In 1070 the Abbot of Peterborough took refuge in the castle with 160 knights as Hereward the Wake attacked Peterborough Abbey. It is therefore fitting that the Hereward Way travels so close to the town and castle.
The castle was never particularly important and slowly declined, eventually falling into disuse before being demolished in the late 15th Century. Sadly little now remains of the castle aside from a mound beside the river; the only extant piece is a small stretch of curtain wall near to the river.
location UID #267
Burghley House and the horse trials
Burghley House is a magnificent Elizabethan manor located about a mile to the southeast of Stamford. It was originally built by Sir William Cecil, Elizabeth I's chief advisor. The house is one of the best examples of Elizabethan architecture still extant, and unusually still remains in the hands of Cecil's ancestors.

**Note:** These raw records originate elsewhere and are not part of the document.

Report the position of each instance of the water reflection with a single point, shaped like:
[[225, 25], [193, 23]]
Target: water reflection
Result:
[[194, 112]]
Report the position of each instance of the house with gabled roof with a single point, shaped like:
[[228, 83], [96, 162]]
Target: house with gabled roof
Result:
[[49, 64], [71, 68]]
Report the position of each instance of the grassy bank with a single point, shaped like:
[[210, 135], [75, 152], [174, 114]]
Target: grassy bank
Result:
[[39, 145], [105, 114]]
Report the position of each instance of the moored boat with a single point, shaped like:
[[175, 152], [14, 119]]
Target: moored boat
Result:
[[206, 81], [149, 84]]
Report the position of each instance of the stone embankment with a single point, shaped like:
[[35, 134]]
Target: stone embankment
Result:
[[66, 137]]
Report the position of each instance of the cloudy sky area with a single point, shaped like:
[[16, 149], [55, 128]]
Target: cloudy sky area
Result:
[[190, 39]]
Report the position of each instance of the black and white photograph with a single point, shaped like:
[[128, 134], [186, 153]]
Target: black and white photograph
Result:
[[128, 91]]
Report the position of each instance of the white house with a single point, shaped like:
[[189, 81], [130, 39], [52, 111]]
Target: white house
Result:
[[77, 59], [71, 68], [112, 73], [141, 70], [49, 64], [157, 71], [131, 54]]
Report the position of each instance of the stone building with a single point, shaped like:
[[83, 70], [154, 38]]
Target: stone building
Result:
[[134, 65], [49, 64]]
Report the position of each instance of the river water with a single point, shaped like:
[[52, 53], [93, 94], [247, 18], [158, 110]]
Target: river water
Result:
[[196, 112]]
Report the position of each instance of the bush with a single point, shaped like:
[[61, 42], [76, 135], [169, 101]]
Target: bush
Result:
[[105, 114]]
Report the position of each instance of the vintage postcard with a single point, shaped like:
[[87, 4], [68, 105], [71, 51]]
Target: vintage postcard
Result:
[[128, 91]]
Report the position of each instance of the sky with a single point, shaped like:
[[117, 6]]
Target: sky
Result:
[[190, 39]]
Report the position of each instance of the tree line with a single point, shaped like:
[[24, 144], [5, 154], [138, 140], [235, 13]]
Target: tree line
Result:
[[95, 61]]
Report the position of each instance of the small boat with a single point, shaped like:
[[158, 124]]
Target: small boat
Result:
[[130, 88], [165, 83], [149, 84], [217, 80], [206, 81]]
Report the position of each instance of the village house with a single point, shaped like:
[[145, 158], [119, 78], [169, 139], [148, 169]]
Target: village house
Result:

The parkland surrounding the house was set out by Lancelot 'Capability' Brown, the famous eighteenth century landscape gardener. This land is now home to the Burghley Horse Trials, a world-famous eventing competition that first started in 1961. The park is open to the public year-round, whilst the house is open to the public most weekdays during late spring and summer. Both are well worth a visit.
location UID #268
RAF Wittering is a large RAF base situated just to the south of Stamford. It was formed as part of the Royal Flying Corps in 1916, but unlike many World War One bases it remained in use afterwards, becoming a fighter base in time for the Second World War. During the war it was extended by merging the runways with that of the adjacent RAF Collyweston, and the resultant long runways enabled it to be used by V-Bombers after the war.
For many years it was the spiritual home of the RAF Harrier force. Sadly all of the RAF and Royal Navy's Harriers were withdrawn in 2010, but the base was lucky enough to survive the SDSR in 2010 and continues to support the RAF in various ways. It now (2019) houses units of the Royal Engineers (who moved there from nearby Waterbeach), flying training units and engineering and logistics units.
location UID #269
Wansford (properly known as Wansford-in-England) is a small village situated right beside the A1 to the west of Peterborough. Like many villages in the area, the buildings are mostly of local limestone and topped with roofs of Collyweston slate or thatch. The village arose as a coaching stop beside the ancient bridge over the River Nene - some arches of the current bridge date back as far as 1571, although they have been much altered over time.
One of the hotels in the town, The Haycock, is based on a seventeenth-Century coaching inn. There is also a pub, the Cross Keys.
location UID #270
Delaine buses service 205 runs between Stamford and Peterborough five times a day (no services at weekends), calling at Wansford on the way.